Remembering Rick Turner

8 January 2016 marks the 38th anniversary of the death of Durban activist and philosopher and extraordinary thinker, Rick Turner.

TODAY, 8 January, marks the 38th anniversary of the death of South African activist and Durban resident, Richard Turner, known to most as Rick Turner.
Turner was allegedly assassinated by the apartheid state in 1978 and was described by Nelson Mandela “as a source of inspiration”.

Turner graduated from the University of Cape Town in 1963 attaining a B.A. Honours. He continued his studies at the Sorbonne in Paris where he received a doctorate for a dissertation on the French intellectual, Jean-Paul Sartre. He returned to South Africa in 1966 and worked on his mother’s farm in Stellenbosch for two years before lecturing at the universities of Cape Town, Stellenbosch and Rhodes. He moved to Natal in 1970 and become a senior lecturer in political science at the University of Natal and in that same year, met Steve Biko and the two formed a close relationship.

Turner became a prominent academic at the University and assumed a leading role in South African political science and published a number of papers. He was a strong advocate of workers control and a critic of the reduction of politics to party politics.
In 1972 Turner wrote a book called The Eye of the Needle – Towards Participatory Democracy In South Africa. * The South African authorities thought that the book exercised a strong influence on opposition thinking with its plea for a radically democratic and non-racial South Africa. Such a society, he argued, would liberate whites as well as blacks.

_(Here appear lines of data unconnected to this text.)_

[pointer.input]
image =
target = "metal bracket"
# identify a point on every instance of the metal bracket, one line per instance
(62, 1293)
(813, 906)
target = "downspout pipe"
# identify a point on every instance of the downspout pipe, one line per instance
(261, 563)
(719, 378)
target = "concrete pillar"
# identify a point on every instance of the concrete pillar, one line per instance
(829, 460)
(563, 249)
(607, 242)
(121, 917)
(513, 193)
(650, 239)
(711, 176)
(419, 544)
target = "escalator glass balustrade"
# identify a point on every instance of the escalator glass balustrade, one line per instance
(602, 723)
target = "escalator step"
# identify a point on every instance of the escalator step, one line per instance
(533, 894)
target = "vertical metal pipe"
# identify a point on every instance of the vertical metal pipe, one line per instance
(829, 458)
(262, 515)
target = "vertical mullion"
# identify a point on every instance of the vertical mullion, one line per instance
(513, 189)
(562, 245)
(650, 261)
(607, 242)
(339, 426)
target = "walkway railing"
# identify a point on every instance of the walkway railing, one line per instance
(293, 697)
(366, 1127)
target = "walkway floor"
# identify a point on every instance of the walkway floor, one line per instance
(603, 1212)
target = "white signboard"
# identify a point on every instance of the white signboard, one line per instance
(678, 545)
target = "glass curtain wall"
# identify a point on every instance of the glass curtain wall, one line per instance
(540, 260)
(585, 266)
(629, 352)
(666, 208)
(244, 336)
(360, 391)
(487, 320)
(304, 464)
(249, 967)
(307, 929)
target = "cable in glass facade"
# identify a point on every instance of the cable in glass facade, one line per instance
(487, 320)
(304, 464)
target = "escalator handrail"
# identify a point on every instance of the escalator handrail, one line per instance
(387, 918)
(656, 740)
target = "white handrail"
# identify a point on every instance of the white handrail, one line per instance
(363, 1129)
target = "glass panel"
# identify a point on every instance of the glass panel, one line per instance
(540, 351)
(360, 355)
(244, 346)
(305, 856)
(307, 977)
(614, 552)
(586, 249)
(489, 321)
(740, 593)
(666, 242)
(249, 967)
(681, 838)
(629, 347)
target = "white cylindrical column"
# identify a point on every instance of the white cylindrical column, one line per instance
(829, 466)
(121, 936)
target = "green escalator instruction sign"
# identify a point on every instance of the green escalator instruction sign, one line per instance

He attended the Saso terrorism trial of nine Black Consciousness movement leaders as a defence witness in March 1976 where he expounded on theories expressed in The Eye of the Needle.

In November 1976 Dr Turner received a Humboldt Fellowship, one of the world’s leading academic awards from Heidelberg University, but after months of negotiating with the Minister of Justice was refused permission to travel to Germany.

In September 1977 Steve Biko was murdered by the apartheid police. On January 8, 1978, Turner was shot through a window of his home in Dalton Avenue, and died in the arms of his 13-year old daughter, Jann. She and her sister Kim were visiting their father at the time. He had gone to investigate a noise he had heard outside when he was shot and killed.  After months of investigations, police investigations turned up with no clues and his killers were never identified. However it is widely believed that he was murdered by the apartheid security police.

Turner has been largely left out of the pantheon of post-apartheid heroes but is recognised as the most significant academic philosopher to have come out of South Africa. His work is still read in popular radical movements and leading South African academics like Anthony Fluxman, Mabogo Percy More, Andrew Nash and Peter Vale have continued to make use of his work. Durban’s Rick Turner Road pays tribute to this remarkable man who was described as an idealist and who many argue hoped to spark a renewed Human Consciousness that would help to dismantle notions of race, class and identity.

“We are born into a society and we adopt its behaviours and values; we come to be the person that makes sense within that context. But at the same time, we are not doomed to accept the world-view we developed through our upbringing. We have the capacity to decide who we are, what values we believe and the structure of relationships that we want to be part of …” Turner wrote.